Two years ago, Zuckerberg told news outlets that, while he found such posts deeply offensive, he didn’t see it as Facebook’s place to act as the “arbiter of truth” on the matter.
However, pressure from critics was severe. Many noted that Facebook need not be arbiter of truth: the truth about the Holocaust is public historical record. The atrocities committed by the Third Reich are well-documented and historians are in agreement about the era.
Firsthand witnesses to the events are still alive to this day, and their recollections are corroborated by contemporary first-hand sources such as photographic evidence and military documentation.
In a post on Monday, Zuckerberg stated that his thinking on the matter has “evolved” in light of current events. Data shows an alarming number of young people are uneducated or undereducated about the Holocaust, and Holocaust denial is more common now than in prior years.

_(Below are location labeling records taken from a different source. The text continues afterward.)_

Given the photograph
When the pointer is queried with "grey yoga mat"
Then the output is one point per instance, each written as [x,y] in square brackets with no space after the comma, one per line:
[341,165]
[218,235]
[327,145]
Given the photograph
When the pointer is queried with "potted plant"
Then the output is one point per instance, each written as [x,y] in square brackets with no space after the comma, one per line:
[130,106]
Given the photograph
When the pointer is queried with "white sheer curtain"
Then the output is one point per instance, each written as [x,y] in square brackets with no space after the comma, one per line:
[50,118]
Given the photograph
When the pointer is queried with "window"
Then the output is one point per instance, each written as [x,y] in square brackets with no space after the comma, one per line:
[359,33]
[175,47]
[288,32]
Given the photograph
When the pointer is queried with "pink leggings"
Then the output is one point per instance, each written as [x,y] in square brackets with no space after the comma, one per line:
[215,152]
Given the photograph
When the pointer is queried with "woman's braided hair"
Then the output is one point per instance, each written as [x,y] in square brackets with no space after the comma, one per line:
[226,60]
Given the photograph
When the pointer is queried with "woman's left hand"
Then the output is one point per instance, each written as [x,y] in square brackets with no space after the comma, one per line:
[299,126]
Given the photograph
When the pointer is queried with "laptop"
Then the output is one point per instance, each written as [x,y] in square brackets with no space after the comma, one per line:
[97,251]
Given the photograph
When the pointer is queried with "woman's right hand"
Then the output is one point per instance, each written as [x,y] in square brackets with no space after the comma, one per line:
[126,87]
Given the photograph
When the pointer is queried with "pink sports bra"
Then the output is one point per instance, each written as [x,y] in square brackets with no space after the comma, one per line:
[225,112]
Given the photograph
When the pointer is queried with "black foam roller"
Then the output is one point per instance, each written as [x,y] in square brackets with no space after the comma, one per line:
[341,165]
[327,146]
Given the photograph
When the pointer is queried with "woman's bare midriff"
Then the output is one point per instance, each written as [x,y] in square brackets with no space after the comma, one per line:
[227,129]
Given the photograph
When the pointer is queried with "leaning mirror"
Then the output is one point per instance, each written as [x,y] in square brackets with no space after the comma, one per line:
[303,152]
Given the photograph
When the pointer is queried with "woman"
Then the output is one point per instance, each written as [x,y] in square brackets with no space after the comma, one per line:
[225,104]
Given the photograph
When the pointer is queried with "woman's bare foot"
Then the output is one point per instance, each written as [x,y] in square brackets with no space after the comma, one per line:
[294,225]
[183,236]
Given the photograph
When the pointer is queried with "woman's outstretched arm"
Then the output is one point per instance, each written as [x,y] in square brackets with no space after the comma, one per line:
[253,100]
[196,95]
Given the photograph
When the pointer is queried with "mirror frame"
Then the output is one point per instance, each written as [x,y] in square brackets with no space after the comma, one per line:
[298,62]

Further, violence against Jewish people is once again on the rise, leading to increased calls for social media platforms to crack down on hate speech.
“I’ve struggled with the tension between standing for free expression and the harm caused by minimizing or denying the horror of the Holocaust,” Zuckerberg wrote in the post. “Drawing the right lines between what is and isn’t acceptable speech isn’t straightforward, but with the current state of the world, I believe this is the right balance.”

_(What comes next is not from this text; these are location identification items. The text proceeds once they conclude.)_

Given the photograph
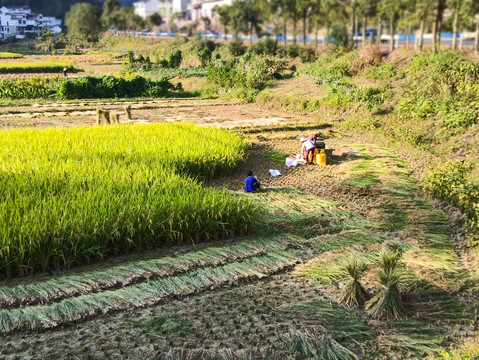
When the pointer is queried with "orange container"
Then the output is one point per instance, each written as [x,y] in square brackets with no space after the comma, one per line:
[321,158]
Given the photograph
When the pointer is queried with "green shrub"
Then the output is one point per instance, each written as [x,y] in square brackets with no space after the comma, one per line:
[35,67]
[175,59]
[205,57]
[236,47]
[8,55]
[382,72]
[32,88]
[267,47]
[88,87]
[290,51]
[248,71]
[372,97]
[449,181]
[307,55]
[443,86]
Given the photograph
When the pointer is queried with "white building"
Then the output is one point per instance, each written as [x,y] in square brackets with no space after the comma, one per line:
[19,21]
[166,8]
[204,8]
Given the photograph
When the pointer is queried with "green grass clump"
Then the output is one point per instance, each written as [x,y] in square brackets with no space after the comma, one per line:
[353,293]
[387,303]
[318,346]
[72,194]
[34,67]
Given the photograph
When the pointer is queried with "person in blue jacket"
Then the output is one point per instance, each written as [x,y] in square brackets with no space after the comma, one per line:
[251,183]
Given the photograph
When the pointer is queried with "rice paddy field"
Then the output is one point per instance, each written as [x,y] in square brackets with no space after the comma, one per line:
[137,241]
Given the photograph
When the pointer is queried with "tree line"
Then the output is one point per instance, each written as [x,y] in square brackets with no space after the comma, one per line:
[309,16]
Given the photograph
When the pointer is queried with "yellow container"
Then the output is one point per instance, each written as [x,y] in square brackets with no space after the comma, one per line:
[315,157]
[322,159]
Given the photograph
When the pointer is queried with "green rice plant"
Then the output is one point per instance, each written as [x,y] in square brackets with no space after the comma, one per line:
[35,67]
[145,294]
[73,195]
[387,303]
[353,293]
[388,260]
[128,112]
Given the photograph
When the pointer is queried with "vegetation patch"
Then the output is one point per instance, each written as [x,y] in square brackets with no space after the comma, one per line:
[34,67]
[9,55]
[90,192]
[114,87]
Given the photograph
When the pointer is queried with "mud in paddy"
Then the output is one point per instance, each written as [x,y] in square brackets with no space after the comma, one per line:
[277,296]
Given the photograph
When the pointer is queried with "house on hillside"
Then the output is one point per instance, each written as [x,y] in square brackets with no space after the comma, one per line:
[187,10]
[204,8]
[18,21]
[168,9]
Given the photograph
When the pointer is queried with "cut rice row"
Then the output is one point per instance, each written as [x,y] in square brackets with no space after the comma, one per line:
[86,306]
[131,273]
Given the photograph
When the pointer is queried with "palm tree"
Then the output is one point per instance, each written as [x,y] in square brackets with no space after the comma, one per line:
[224,16]
[437,24]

The social media site will now be removing Holocaust denial posts from the platform. Further, they’ve stated that they have plans to direct users who search for terms relating to the Holocaust to credible sources on historical, educational sites. Monika Bickert, head of content policy, said it may take “some time” to implement this redirection change, however.
The social media site has faced mounting pressure from outside groups to crack down on hate speech. Further, misinformation relating to voting and other current events often draws the ire of watchdog groups when the site allows such posts to circulate widely.
While Zuckerberg’s earlier stance on these topics was to employ a hands-off attitude, it seems he’s now changing his tune. Whether that’s due to a change of heart or simply the increased pressure from outside organizations is unclear.